Fatal Attraction to Cuteness

Friday. WHOO.

Yesterday I went to H&M against my better judgment to check out the spring clothes situation. I got my bonus from work this week, which I expected to be in the realm of $800, but after cuts from the company and the government taking it's greedy portion (hope those kids in Iraq like those bombs!), I only get to see $600. While most of it is going toward my sizable credit card bill, a girl can't dress in last season's clothes alone. I'm going out with a couple friends tonight and felt like dressing nicely, so I treated myself to a shirt dress. I look vaguely like I'm about to go on safari, but on the whole I look like an actual grown-up instead of my usual skater-punk self. Since most people in my office don't get gussied up for work I generally don't bother, but I do feel better when I look more put-together. As much as I'd love to buy myself an entire wardrobe of fine young woman's clothing, it's not in the cards until a freelance gig or a new job shows up. Or someone nominates me for What Not to Wear. Hint hint.

Tomorrow evening I head down to Rhode Island to care for my Mom after her back surgery. She's been given an all-clear from her oral surgeon and her back surgeon, so unless another tooth decides to get infected, she should be on her way to feeling better soon. At this point, it's become old hat. I sit in the hospital waiting room with my grandfather and brother, watching horrible daytime TV until the surgeon comes out and says she's okay (I hope). It would be one thing if I thought this would be it for a while, but after three major arthritis-related surgeries in three years (or so) I just feel like we're resetting the clock before she needs more surgery. I think when she's recovered from this latest round, I'm going to pressure her into seeing an arthritis specialist or something. She's so young to have to deal with all this. I also hope she loses some weight to take the pressure off her bones a little, but she's an adult and I can't make her. She's trying, but the pain makes her not want to move, which makes her weight loss minimal, which makes her pain worse, and it's a horrible spiral.

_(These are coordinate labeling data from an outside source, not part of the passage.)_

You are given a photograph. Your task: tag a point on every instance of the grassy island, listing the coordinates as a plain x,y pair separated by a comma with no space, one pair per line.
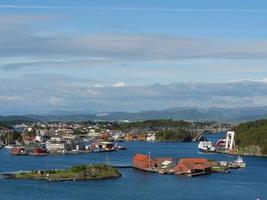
80,172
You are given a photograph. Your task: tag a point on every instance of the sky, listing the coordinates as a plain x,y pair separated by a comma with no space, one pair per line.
124,55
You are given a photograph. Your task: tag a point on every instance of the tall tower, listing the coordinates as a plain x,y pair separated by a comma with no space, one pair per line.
230,140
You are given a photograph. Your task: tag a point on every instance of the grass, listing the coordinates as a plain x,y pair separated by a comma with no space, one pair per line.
80,172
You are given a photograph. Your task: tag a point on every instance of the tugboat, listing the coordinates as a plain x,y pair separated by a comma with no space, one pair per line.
240,162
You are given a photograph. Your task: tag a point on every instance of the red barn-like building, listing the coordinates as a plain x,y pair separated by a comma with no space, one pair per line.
193,166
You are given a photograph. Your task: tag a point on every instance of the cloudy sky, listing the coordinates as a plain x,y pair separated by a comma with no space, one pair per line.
124,55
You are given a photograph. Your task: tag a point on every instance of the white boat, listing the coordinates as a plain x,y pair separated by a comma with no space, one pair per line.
240,162
9,146
206,146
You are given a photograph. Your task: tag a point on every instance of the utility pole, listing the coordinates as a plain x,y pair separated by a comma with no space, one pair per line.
149,160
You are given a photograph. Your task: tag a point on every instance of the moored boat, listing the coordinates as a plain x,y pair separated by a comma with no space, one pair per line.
206,146
240,162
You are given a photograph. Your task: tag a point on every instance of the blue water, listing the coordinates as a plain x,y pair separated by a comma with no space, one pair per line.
245,184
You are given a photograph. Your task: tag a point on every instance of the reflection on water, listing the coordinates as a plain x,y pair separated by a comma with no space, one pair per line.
245,184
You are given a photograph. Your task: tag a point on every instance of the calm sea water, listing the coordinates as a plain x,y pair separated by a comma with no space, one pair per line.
245,184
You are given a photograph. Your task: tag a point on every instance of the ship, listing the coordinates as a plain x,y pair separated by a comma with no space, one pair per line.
206,146
240,162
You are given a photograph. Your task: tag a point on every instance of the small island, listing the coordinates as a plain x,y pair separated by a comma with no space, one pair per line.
80,172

Baby and I have a whole routine worked out about this. She's got quite a vocabulary for someone who's only nearly three, but her mind is still young.

"What's you Mom's name?"

I tell her.

"Is she going to the doctor?"

"Yes."

"For her tooth?"

"No, she's done with that. Now she's going to get her back fixed."

"Oh. Her back?" Baby reaches behind her and grabs her own back.

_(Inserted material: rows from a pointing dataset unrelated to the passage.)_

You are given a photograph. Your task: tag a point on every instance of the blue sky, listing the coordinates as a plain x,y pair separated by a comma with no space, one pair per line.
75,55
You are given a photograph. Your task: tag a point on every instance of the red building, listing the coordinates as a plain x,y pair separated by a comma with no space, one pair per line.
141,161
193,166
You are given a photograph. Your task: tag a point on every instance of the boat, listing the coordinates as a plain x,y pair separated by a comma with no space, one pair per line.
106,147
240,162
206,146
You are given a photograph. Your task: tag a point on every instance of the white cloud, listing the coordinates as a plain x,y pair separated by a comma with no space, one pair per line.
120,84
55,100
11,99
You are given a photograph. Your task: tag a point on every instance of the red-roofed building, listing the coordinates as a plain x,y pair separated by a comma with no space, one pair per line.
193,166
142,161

So have a lovely weekend, dear readers. Missives from the Ocean State will begin next week.

It's Hard Out Here for a Mormon

Mitt Romney has had a crappy week. Early this week, his campaign forgot to empty their recycle bins and a PowerPoint presentation outlining his whole campaign plan was widely reported on. As the kids say, "Whoopsie."

As the Globe reported:

The plan, for instance, indicates that Romney will define himself in part by focusing on and highlighting enemies and adversaries, such common political targets as "jihadism," the "Washington establishment," and taxes, but also Democratic presidential candidate Hillary Clinton, "European-style socialism," and, specifically, France.

Something about that last bit just makes me giggle. What has France done to Mitt Romney that he just can't abide it? Do the French harbor al-Qaeda in barrels of wine? Is Mitt lactose-intolerant and can't bear to think of all the excellent formage he's missing out on at the hands of the fey French? Perhaps Mitt is a fan of the Muppets and hates the idea of Kermit's legs being snapped off for food. I mean, Jaques Chirac is perhaps the most fun name in politics to say aside from Tommy Thompson. I don't see what's wrong with France.

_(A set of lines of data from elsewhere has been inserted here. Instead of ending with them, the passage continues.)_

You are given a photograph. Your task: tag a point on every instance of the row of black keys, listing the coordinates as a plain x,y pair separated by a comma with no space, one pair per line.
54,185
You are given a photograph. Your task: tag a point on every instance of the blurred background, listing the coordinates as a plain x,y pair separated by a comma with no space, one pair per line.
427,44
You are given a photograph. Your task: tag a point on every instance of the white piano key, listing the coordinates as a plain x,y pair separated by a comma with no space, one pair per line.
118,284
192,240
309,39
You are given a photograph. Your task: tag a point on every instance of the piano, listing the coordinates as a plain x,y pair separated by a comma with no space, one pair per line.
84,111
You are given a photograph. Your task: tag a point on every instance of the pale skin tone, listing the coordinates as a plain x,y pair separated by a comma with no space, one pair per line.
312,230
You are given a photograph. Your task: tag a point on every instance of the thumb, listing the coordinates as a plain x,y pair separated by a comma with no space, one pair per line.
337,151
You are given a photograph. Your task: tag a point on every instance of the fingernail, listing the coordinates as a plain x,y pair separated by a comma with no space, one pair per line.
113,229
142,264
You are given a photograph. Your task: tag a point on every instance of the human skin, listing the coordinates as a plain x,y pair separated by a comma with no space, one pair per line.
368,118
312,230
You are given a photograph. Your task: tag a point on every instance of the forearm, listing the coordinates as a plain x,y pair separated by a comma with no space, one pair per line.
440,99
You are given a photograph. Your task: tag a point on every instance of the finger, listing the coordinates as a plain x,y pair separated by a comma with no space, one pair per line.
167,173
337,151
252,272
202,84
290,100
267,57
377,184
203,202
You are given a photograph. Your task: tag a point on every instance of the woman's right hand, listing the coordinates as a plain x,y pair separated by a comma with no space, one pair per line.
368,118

Today it's being reported that students at Regent College don't want Romney to speak at their school since his Mormonism clashes with the evangelical Christian background of the school. Now I wouldn't want Mitt Romney to speak at my commencement either, but that's because he's near the top of my political fecal roster. I don't see what the big whoop about his religious background is, but that's because I don't see what the big whoop about anybody's religious background is. If Romney's going to fail, which I think he will, I want him to fail on his own demerits and conspicuous political opportunism and not because his great-grandfather had two wives.